With him in the side and a return to less flexible 4-2-2-2 to accommodate him, this spark seems to left the side just as much as it has Falcao. His glaring lack of pace often left him a stationary figure whom his teammates were unwilling to pass to. More than that, his fixed central role contributed to a now-static attacking line where everyone had more of a defined positional role.
Rather than bringing out the best of the side, it negated their fluidity and the individual talents of those within the system.
Juan Cuadrado struggling
Nowhere is this knock-on negativity seen more obviously in the form of Chelsea's Juan Cuadrado. While James Rodriguez got most of the 2014 plaudits, it was often the former Fiorentina winger whose pace and direct attacking runs dragged Colombia so breathlessly and effectively from defence to attack.
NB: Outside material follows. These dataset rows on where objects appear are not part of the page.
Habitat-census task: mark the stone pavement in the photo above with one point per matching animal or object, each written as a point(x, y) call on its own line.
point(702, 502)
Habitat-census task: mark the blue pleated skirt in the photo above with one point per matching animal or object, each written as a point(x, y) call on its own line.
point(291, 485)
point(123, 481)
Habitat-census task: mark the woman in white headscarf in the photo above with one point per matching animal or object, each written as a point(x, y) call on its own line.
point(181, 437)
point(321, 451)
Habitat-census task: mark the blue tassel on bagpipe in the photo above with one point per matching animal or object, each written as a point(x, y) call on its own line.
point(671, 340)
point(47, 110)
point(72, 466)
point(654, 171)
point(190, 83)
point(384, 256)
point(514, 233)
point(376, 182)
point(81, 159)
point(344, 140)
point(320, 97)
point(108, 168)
Having suffered just as much of a personal loss of form as Falcao, Cuadrado cut an anonymous figure against Venezuela in a deeper position in wide midfield. Where once he was sprinting forward across the entire front line, he seems now to be an ineffective fixed winger whose poor domestic season has neutered what had been imperious international form.
Where once he galloped at will, he now seems to trudge in a tactical system that negates his, and the team's, terrifying attacking potential.
Pekerman has decisions to make
As they head into a potential crunch tie against Brazil, it would seem imperative that change is needed. If Jose Pekerman insists on the more rigid 4-2-2-2, it would seem Falcao would have to make way.
For such a system to work, a stronger, quicker centre forward is needed to drop in between the oppositions midfield and defence, drag markers out of position and thus bring a degree of space and that this side so desperately needs to attack well.
After another great season for Porto, Milan-bound Jackson Martinez would seem an ideal replacement. Alternatively, if Pekerman's well-known loyalty to Falcao (the side's talisman for so long) prevents him being dropped, a return to the more-flexible 4-2-3-1 would see James returned to his natural role as a central playmaker, while Cuadrado could again find the freedom to cut his way across either flank like his frankly sublime performances in Brazil twelve months ago.
The prospect of facing a Neymar-led Brazil could lead some to think defence needs to be the top concern. For this side however, to chance any chance to beating them at the back, they must urgently readdress their issues at the front.